We all want to volunteer for a good cause, but let’s be honest: After a 40+ hour workweek, a long commute both ways, and finding time to spend with friends and family, who can fit it into their schedule?
As it turns out, companies seeking to attract top talent should consider providing workers with the time to volunteer. Making a real difference in the community has a longer lasting positive impact on workers than the occasional free lunch.
In fact, 77 percent of respondents to the 2017 Deloitte Volunteer Impact Research study believe that volunteering for a good cause is essential to employee well-being.
“Creating a culture of volunteerism is a win-win-win for companies, their employees, and our communities,” says Doug Marshall, director of corporate citizenship for Deloitte. “Research shows that corporate philanthropy and volunteerism help businesses develop, retain, and attract talent and that millennials are increasingly seeking opportunities to pursue social impact work in the corporate sector.

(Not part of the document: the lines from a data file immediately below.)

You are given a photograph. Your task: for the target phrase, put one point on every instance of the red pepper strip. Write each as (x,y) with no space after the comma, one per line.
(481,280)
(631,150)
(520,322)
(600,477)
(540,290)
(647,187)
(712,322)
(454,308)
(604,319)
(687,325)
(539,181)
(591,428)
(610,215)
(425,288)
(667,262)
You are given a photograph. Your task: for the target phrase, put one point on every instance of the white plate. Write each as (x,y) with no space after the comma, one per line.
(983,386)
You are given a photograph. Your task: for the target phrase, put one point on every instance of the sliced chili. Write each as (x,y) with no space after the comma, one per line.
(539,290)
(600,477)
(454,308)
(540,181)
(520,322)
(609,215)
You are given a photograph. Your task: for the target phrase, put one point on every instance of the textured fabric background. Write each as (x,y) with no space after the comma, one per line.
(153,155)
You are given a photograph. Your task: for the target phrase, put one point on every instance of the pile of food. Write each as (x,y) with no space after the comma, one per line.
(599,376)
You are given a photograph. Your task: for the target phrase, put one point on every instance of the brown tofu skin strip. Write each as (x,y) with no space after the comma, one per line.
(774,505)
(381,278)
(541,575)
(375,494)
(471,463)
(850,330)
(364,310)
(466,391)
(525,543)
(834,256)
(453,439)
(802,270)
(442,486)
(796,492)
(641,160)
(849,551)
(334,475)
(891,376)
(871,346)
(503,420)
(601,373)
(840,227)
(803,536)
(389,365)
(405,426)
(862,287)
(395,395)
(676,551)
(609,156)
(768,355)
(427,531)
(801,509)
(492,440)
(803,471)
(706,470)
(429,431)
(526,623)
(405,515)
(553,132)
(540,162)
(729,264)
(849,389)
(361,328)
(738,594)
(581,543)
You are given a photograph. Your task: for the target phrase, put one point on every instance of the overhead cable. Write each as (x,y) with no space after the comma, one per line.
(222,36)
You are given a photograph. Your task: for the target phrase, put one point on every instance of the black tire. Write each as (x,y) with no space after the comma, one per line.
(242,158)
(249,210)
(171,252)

In addition, research shows that having a culture of purpose is not just the right thing for private-sector organizations to do, but is also good for business.”
Happy Communities Make Happy Employees
Employees working at companies that give them time to volunteer tend to be more satisfied, according to the Deloitte study. Eighty-nine percent of respondents believe companies that sponsor volunteer activities offer a better overall working environment, and 70 percent say volunteer activities are more likely to boost employee morale than a company-sponsored happy hour.
“Deloitte’s survey further confirms that having a culture of purpose may play an important role in recruitment and talent engagement as well as employee satisfaction and well-being,” Marshall says. “In addition, the 2016 Deloitte Impact Survey of hiring influencers showed that volunteer programs may be able to improve employees’ professional and leadership skill sets, as well as better prepare employees for leadership roles.”
Without work-sponsored opportunities, many employees can’t figure out how to fit meaningful volunteer work into their busy schedules. Unfortunately, only 38 percent of respondents in Deloitte’s study said their employers provide access to volunteer programs. Furthermore, 69 percent of respondents said they were not volunteering as often as they would like.
“Employers have an opportunity here to build on their volunteerism programs by creating a culture that celebrates volunteering and empowers volunteers to be more active,” Marshall says.
If they need some inspiration, organizations can follow the example of Deloitte’s “Impact Day,” an annual day of service. on Impact day, Deloitte employees deliver more than 1,000 projects for nonprofits in more than 80 cities throughout the country.
“We see increased employee engagement as a result of the Impact Day program, as well as through the many year-round opportunities we provide our people to volunteer,” Marshall says. “While creating a company-wide service day is certainly an option, it’s really about finding what works best for your company.”
It’s up to companies to engage their workforces and find out what sorts of volunteer opportunities employees wish to pursue.
“We have found that it isn’t the category of activity that makes [a corporate volunteering program] effective but whether it enables employees to find the volunteer opportunities that best meet their interests and needs,” Marshall says. “Corporate volunteering has so many benefits to offer in addition to making a social impact, including the opportunity to connect with coworkers on a more personal level, further build and practice business skills, and fulfill one’s sense of purpose beyond daily work demands. I would encourage any company to explore finding a balance of what best creates the environment for employees to express purpose while at the same time expressing company values, interests, and culture.”